MiNK Therapeutics, Inc. announced the presentation of preclinical data from MiNK-215, an IL-15 armored FAP-targeting CAR-iNKT cell therapy, at the upcoming AACR Meeting, to be held April 5 ? 10, 2024 in San Diego, CA. MiNK-215 is an investigational IL-15 armored FAP-targeting CAR-iNKT cell therapy being studied in human organoid models as a novel approach for patients with colorectal cancer (CRC) liver metastases.
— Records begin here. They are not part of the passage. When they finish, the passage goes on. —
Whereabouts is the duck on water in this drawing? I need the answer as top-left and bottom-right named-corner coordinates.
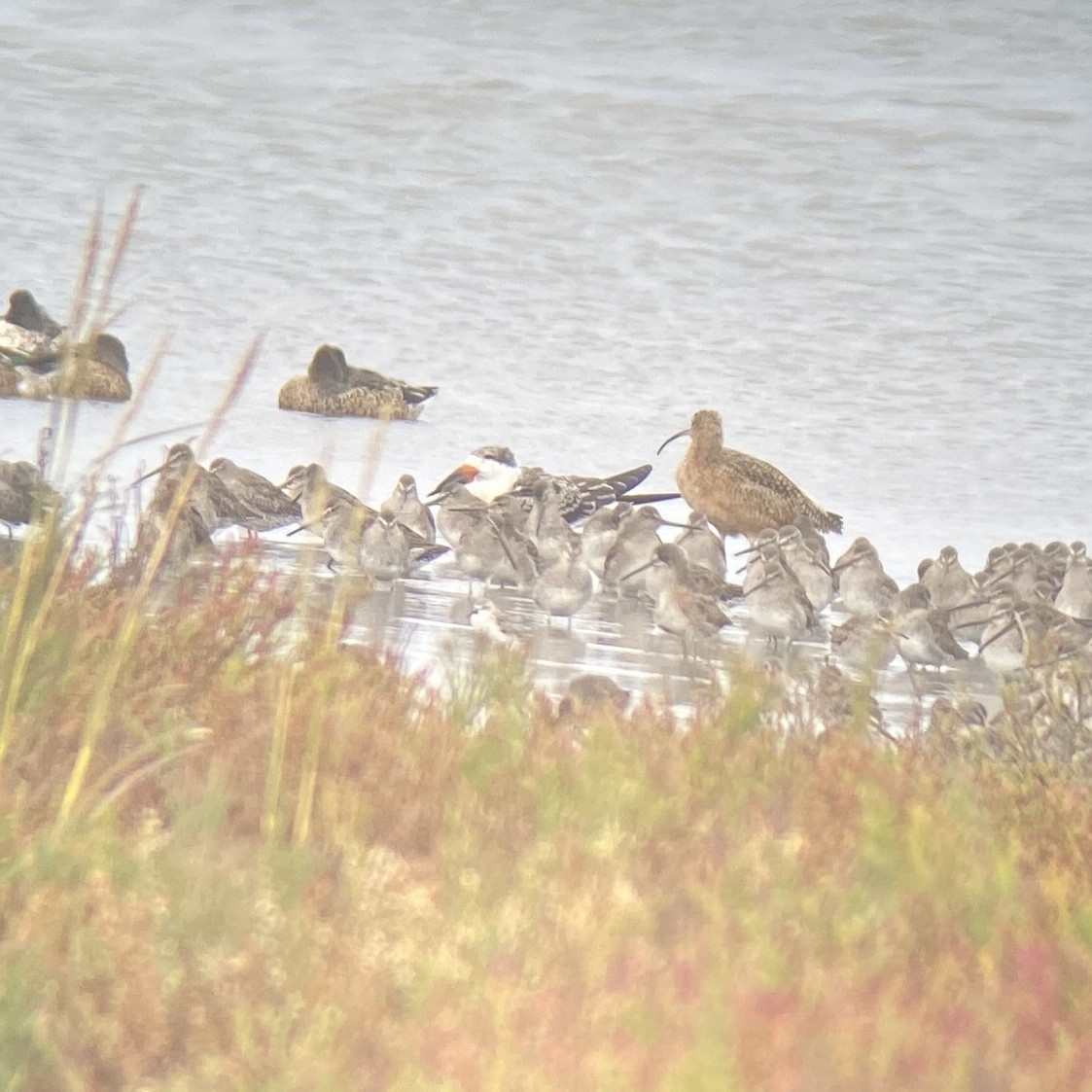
top-left (277, 345), bottom-right (438, 420)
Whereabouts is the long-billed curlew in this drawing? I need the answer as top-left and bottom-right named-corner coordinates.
top-left (656, 409), bottom-right (842, 539)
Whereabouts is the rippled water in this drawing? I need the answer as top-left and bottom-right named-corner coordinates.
top-left (0, 0), bottom-right (1092, 707)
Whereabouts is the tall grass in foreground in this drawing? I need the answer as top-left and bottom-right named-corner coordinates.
top-left (0, 544), bottom-right (1092, 1090)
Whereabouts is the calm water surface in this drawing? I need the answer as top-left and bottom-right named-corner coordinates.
top-left (0, 0), bottom-right (1092, 703)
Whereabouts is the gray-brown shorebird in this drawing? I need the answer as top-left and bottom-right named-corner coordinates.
top-left (656, 409), bottom-right (842, 539)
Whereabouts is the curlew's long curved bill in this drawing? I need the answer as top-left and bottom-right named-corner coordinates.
top-left (429, 463), bottom-right (481, 497)
top-left (656, 428), bottom-right (690, 455)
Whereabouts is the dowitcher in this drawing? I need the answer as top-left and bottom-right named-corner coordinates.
top-left (277, 345), bottom-right (438, 420)
top-left (918, 546), bottom-right (978, 611)
top-left (1054, 542), bottom-right (1092, 619)
top-left (675, 509), bottom-right (727, 580)
top-left (603, 506), bottom-right (667, 595)
top-left (387, 474), bottom-right (436, 543)
top-left (432, 444), bottom-right (658, 523)
top-left (746, 542), bottom-right (819, 656)
top-left (793, 512), bottom-right (829, 569)
top-left (359, 501), bottom-right (447, 580)
top-left (833, 535), bottom-right (898, 616)
top-left (778, 523), bottom-right (834, 615)
top-left (0, 459), bottom-right (61, 539)
top-left (580, 500), bottom-right (632, 580)
top-left (649, 543), bottom-right (731, 657)
top-left (890, 583), bottom-right (969, 668)
top-left (17, 334), bottom-right (133, 402)
top-left (3, 288), bottom-right (64, 337)
top-left (0, 354), bottom-right (18, 399)
top-left (736, 527), bottom-right (781, 595)
top-left (429, 483), bottom-right (489, 551)
top-left (208, 456), bottom-right (303, 532)
top-left (438, 495), bottom-right (538, 594)
top-left (132, 478), bottom-right (215, 572)
top-left (558, 672), bottom-right (630, 717)
top-left (281, 463), bottom-right (375, 525)
top-left (622, 543), bottom-right (744, 603)
top-left (531, 540), bottom-right (594, 629)
top-left (288, 496), bottom-right (378, 571)
top-left (656, 409), bottom-right (842, 539)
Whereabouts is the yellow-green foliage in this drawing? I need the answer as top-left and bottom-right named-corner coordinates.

The liver acts an essential filter for foreign substances that enter the body through the intestinal tract, shutting down the cytotoxic T cell responses against foreign antigens. This includes the tumor antigens that present due to liver metastases, as the liver shuts down the anti-cancer T cell response. Consequently, liver metastases pose a significant challenge for current pharmacological treatments, including immune checkpoint inhibitors (ICIs).

iNKT cells offer promise in overcoming this immune barrier, given their natural ability to reside in and migrate to the liver. The liver has the largest number of iNKT cells as compared to any other organ and iNKT cells are drawn to CD1d-expressing cells, a prevalent cell type in the liver. In human organoid models of CRC with liver metastases, MiNK-215 potently enhanced tumor killing by T cells and was associated with depletion of immune suppressive FAP-expressing stellate cells and increased CD8+ T cell infiltration.

This allows the body to mount a much stronger T-cell response against the liver metastases, which can then be further enhanced by adding ICIs, like Agenus? botensilimab/balstilimab.